Inoltre, non disattivare la funzione "Ottimizzazione batteria" nelle impostazioni. Alcuni utenti la disattivano per ricaricare fino al 100%, ma questo rappresenta un’azione diretta che accorcia la vita utile della batteria. È invece consigliabile disattivarla solo quando la capacità massima è superiore all’80%, e ricaricare al 100% solo in situazioni specifiche, come prima di un viaggio.
Consigli pratici: come mantenere la durata della batteria sopra il 70% anche dopo due anni
Il segreto per aumentare la durata della batteria risiede nelle "abitudini di ricarica" e nel "controllo dell'ambiente". È fondamentale seguire questi tre punti di controllo.
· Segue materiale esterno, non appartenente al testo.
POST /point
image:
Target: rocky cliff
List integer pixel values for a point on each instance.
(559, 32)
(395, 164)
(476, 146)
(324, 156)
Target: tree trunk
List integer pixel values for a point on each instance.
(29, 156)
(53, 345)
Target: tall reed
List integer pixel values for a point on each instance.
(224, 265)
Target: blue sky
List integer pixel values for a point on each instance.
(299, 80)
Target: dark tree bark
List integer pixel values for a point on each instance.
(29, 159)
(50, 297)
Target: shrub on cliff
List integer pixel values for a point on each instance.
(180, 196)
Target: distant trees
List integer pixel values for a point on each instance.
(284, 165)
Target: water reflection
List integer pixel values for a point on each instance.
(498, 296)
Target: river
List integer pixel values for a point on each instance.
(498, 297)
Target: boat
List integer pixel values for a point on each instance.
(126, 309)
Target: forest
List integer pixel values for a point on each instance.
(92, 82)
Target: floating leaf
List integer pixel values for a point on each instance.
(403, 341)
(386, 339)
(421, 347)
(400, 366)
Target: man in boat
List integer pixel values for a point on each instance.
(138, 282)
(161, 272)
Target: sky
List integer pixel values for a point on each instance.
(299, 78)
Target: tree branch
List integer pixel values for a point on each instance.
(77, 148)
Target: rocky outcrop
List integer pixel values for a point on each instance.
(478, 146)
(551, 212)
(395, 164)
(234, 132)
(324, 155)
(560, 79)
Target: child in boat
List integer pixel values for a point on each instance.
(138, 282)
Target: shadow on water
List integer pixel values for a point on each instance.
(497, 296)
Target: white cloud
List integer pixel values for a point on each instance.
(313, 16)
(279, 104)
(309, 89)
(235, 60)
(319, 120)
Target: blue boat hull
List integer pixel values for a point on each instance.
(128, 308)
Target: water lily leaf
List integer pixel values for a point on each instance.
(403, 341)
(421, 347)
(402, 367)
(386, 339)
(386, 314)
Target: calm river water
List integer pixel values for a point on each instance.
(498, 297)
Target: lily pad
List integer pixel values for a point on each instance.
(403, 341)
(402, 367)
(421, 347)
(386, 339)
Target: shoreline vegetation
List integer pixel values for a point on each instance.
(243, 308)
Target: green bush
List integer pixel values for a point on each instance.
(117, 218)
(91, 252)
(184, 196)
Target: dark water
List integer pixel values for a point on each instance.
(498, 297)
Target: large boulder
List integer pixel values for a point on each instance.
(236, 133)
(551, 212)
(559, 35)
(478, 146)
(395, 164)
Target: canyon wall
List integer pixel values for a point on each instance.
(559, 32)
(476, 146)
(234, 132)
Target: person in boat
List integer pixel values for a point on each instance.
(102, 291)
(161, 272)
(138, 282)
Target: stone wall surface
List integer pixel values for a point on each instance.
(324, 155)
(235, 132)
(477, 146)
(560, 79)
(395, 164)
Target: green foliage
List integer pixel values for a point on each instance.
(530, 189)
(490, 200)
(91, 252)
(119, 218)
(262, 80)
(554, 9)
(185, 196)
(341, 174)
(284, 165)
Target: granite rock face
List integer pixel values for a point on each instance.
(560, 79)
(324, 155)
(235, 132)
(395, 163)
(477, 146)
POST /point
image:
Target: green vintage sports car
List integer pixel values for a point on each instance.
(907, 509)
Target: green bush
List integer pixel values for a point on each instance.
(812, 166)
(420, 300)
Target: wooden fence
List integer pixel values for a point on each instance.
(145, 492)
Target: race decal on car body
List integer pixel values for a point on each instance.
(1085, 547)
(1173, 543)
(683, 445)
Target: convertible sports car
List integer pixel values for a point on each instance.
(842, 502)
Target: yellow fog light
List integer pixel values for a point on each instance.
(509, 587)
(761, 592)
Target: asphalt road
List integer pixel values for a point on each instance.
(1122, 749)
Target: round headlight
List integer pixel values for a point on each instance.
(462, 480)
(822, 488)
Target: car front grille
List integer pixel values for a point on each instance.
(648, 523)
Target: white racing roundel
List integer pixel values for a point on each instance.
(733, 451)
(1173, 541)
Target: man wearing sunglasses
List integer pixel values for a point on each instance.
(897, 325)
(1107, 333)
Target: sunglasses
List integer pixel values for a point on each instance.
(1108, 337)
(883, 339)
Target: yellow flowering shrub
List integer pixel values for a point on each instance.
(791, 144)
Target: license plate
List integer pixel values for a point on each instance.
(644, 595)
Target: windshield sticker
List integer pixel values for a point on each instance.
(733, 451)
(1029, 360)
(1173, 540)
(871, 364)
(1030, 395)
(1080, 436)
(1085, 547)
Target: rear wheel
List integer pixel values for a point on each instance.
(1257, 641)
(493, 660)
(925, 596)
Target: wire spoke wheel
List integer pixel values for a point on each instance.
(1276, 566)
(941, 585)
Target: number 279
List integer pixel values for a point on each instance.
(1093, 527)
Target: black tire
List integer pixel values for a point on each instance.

- Mantenimento del livello di carica: È ottimale mantenere il livello tra il 20% e l'80%. In particolare, abituarsi a mantenere il livello al di sopra del 50% durante l’uso del caricabatterie riduce il carico interno della batteria.
- Evitare temperature elevate: Non esporre il telefono alla luce diretta del sole durante la ricarica. Ricaricare in condizioni di calore elevato è una delle principali cause del deterioramento della durata della batteria.
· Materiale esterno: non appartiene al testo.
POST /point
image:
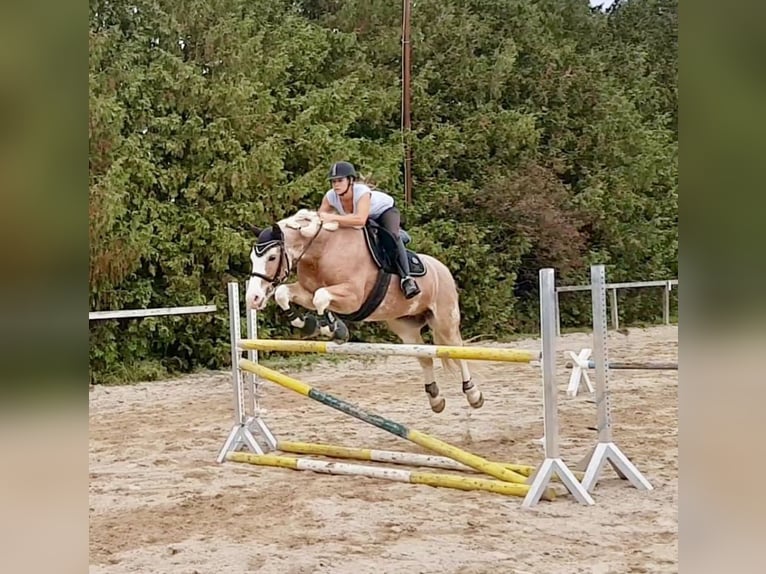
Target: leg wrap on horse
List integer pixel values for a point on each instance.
(473, 394)
(331, 326)
(307, 324)
(436, 401)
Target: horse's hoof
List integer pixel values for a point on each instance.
(310, 327)
(438, 406)
(476, 403)
(340, 333)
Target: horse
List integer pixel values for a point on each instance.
(344, 273)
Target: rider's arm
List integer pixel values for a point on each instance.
(357, 219)
(325, 207)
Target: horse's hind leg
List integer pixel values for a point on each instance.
(408, 330)
(446, 331)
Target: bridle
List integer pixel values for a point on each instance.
(284, 260)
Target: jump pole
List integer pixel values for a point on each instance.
(395, 474)
(383, 349)
(391, 457)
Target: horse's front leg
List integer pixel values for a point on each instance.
(344, 299)
(296, 293)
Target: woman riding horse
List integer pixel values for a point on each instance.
(351, 204)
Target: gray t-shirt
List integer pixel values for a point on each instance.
(379, 202)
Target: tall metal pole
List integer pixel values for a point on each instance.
(406, 111)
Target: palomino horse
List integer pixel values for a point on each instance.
(338, 276)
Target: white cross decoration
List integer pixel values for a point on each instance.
(580, 366)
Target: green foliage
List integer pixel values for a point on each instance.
(544, 134)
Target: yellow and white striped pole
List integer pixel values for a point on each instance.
(395, 474)
(384, 349)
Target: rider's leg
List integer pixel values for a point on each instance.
(390, 220)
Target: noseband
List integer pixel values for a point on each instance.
(278, 278)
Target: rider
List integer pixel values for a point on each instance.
(354, 208)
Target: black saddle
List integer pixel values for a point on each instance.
(383, 250)
(382, 247)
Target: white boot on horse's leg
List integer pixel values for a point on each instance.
(473, 394)
(330, 326)
(307, 325)
(436, 401)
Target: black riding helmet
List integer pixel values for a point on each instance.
(342, 169)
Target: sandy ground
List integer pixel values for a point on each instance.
(159, 503)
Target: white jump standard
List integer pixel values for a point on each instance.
(605, 450)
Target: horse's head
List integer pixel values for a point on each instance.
(278, 250)
(270, 266)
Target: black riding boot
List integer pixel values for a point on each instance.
(409, 287)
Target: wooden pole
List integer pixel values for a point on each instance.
(406, 100)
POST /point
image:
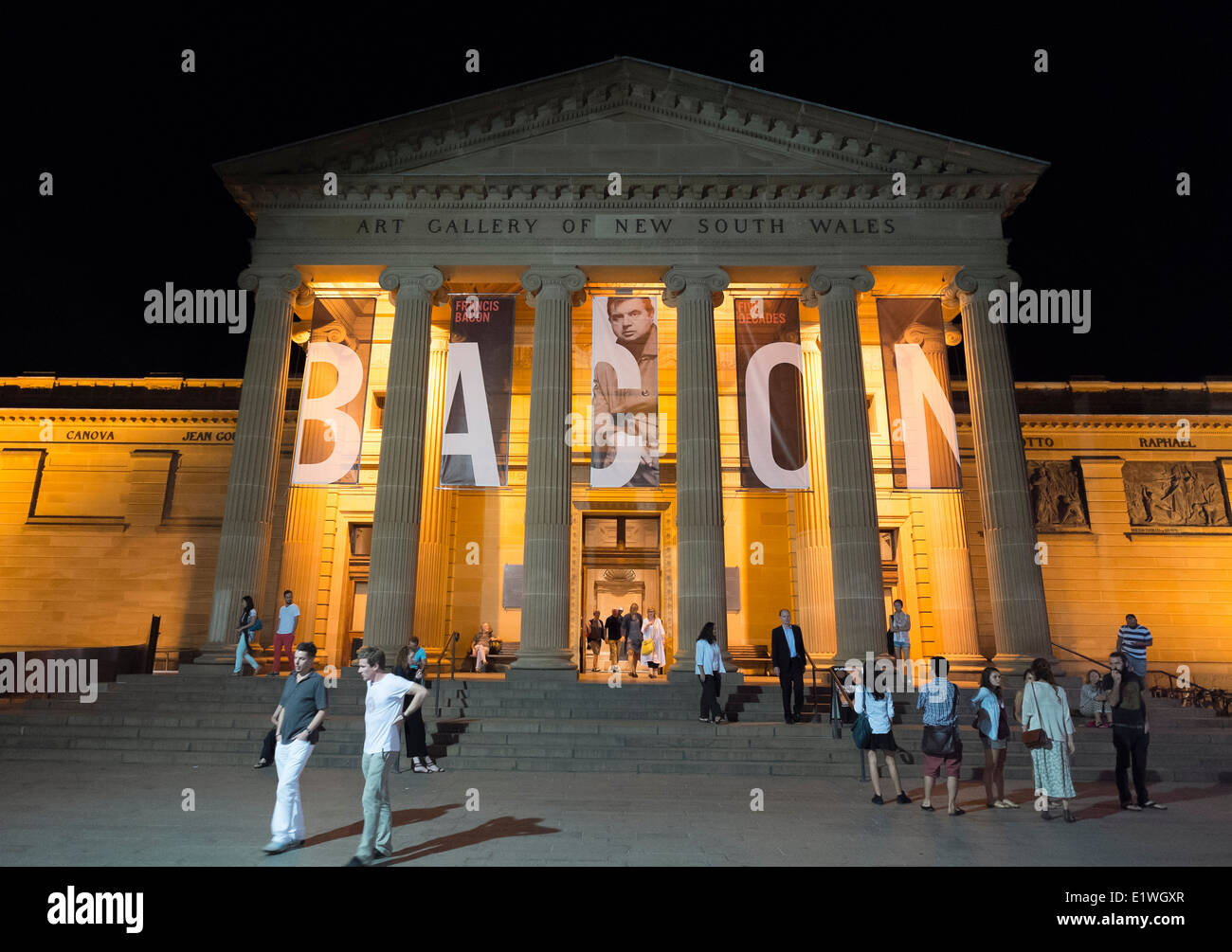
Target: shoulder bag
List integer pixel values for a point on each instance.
(861, 730)
(1035, 738)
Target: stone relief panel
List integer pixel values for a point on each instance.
(1056, 494)
(1175, 494)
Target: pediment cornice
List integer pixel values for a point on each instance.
(387, 161)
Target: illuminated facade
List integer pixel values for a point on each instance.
(694, 195)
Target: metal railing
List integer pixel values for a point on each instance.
(451, 647)
(1194, 694)
(817, 714)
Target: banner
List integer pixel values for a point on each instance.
(923, 432)
(770, 386)
(625, 377)
(479, 389)
(334, 394)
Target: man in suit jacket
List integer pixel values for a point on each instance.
(788, 656)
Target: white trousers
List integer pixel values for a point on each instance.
(288, 816)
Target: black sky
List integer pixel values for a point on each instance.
(131, 140)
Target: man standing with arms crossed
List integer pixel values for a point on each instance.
(284, 636)
(296, 722)
(383, 712)
(1132, 640)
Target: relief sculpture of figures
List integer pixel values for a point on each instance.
(1174, 494)
(1056, 493)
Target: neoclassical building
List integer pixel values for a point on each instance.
(725, 286)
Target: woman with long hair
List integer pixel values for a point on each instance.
(993, 727)
(879, 709)
(246, 618)
(410, 664)
(710, 665)
(1046, 709)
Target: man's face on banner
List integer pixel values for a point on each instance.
(631, 319)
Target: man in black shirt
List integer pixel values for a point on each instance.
(1132, 730)
(297, 718)
(615, 631)
(595, 638)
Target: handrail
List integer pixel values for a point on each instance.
(452, 643)
(1219, 698)
(808, 657)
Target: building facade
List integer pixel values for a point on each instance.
(626, 183)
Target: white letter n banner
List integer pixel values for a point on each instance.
(333, 397)
(923, 432)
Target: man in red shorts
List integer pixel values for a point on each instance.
(284, 635)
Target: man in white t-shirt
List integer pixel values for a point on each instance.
(385, 709)
(284, 635)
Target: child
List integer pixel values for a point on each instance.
(1095, 702)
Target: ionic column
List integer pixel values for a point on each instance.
(953, 596)
(394, 562)
(855, 549)
(695, 292)
(813, 532)
(1021, 618)
(245, 542)
(432, 561)
(546, 623)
- Controllo periodico: Ogni sei mesi, controlla lo stato della batteria nelle impostazioni. Se la capacità massima è inferiore al 80%, è consigliabile farla ispezionare da un centro specializzato.
In conclusione, con una corretta gestione dell’uso, la batteria del telefono può mantenere oltre il 70% della sua capacità anche dopo due anni. Al contrario, cattive abitudini di ricarica o l’ignoranza delle condizioni ambientali possono far scendere la capacità sotto il 60% già dopo due anni. L’importante non è ricaricare completamente, ma sviluppare un’abitudine continua di comprendere e regolare lo stato interno della batteria. Sostituire la batteria costa denaro, ma un’abitudine semplice che allunga di un anno la vita del telefono ha un valore molto superiore.